Clear Horizons is also responsible for providing the electrical tie-in equipment to the local power grid and markets the power it generates at what is called the power retailer’s biogas buy-back rate. Unfortunately, Clear Horizons is not in a competitive market for its power and sells it to whoever is the local power provider at whatever their buy-back rate is. That situation could change soon.

“There is legislation introduced in Wisconsin that would allow the Public Service Commission, which oversees the utilities, to set a specific rate to even the playing field for all utilities and all biogas producers,” says Karl. “We’re absolutely in favor of that because right now it is a very unfair system. The majority of the utilities in Wisconsin are very hesitant to pay a reasonable rate for biogas-generated power because it is more costly than their other energy sources, which is mainly coal.”

Right now, about 50 percent of Clear Horizons’ revenue from the Crave dairy project comes from power sales and 50 percent from secondary markets related to the compost. Karl says having those secondary markets is crucial for the operation to turn a profit because if the biogas-to-energy company depended solely on the sale of power, it would require about 15 to 20 cents per kilowatt hour, while the average rate in Wisconsin is only five to six cents per kilowatt hour.

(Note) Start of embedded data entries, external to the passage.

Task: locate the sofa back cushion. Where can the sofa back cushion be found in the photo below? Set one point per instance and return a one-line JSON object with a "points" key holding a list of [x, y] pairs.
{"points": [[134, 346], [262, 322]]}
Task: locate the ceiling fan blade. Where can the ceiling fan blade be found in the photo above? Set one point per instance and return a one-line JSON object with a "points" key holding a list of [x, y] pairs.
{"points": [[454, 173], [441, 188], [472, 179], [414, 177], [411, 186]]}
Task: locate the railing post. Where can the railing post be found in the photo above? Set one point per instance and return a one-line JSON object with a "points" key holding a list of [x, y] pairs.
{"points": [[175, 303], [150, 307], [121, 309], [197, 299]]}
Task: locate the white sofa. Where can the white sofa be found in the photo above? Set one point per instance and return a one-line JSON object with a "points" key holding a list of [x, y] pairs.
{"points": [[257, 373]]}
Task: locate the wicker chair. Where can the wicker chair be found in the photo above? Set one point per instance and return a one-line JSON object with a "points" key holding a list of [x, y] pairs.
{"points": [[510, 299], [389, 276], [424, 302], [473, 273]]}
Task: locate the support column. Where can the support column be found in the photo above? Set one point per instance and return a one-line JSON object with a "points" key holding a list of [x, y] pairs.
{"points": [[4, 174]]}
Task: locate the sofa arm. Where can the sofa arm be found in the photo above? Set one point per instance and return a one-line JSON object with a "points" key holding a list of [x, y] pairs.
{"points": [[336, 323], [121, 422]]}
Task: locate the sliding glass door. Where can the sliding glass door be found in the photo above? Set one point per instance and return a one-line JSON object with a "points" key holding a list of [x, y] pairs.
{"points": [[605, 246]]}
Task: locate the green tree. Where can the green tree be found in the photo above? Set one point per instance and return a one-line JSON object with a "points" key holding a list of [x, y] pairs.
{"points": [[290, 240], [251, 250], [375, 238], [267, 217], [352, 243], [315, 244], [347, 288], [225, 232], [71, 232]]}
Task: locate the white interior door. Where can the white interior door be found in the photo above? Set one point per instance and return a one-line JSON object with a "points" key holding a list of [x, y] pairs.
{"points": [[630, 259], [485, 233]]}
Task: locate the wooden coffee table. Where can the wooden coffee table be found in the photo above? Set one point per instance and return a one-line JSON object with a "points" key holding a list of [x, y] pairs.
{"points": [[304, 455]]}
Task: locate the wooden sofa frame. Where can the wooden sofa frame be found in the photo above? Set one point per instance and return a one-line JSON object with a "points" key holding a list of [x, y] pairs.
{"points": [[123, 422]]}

Marketing all the compost produced in a timely fashion has been a challenge because Clear Horizons is producing and stockpiling compost every day while the market for compost tends to be seasonal, such as when landscapers are busy. So the company has developed some of its own compost-based retail products, such as EnerGro, which is a growing medium for potting mixes to complement its bulk compost sales to wholesalers. Clear Horizons also sells the compost as bedding to other dairy farms. About half the compost produced at the Crave Dairy is used by the dairy as bedding with the remainder sold in various forms and ways by Clear Horizons.

Crave Brothers Dairy hires a custom manure applicator that uses a drag hose system to apply the accumulated liquid in its lagoon to its cropland.

“We hire a custom applicator that has pumps and hoses, a tractor with GPS, a flow meter and mapping system all on the tractor,” says Tom Crave. “We have a nutrient management plan, which is part of our permit for large farms, and every field is identified and has a plan. In fact, it is a five-year plan according to what we are going to plant.”

He says the owners aren’t terribly concerned that they have relinquished a lot of control of their manure management to an outside company because of the many benefits they derive from the partnership.

“No, we don’t have any concerns about that at this time,” says Tom, “because we are still able to use the compost for bedding and we get the liquid to put on our land, so it’s a win-win for both of us. We are happy and I think they are happy also.”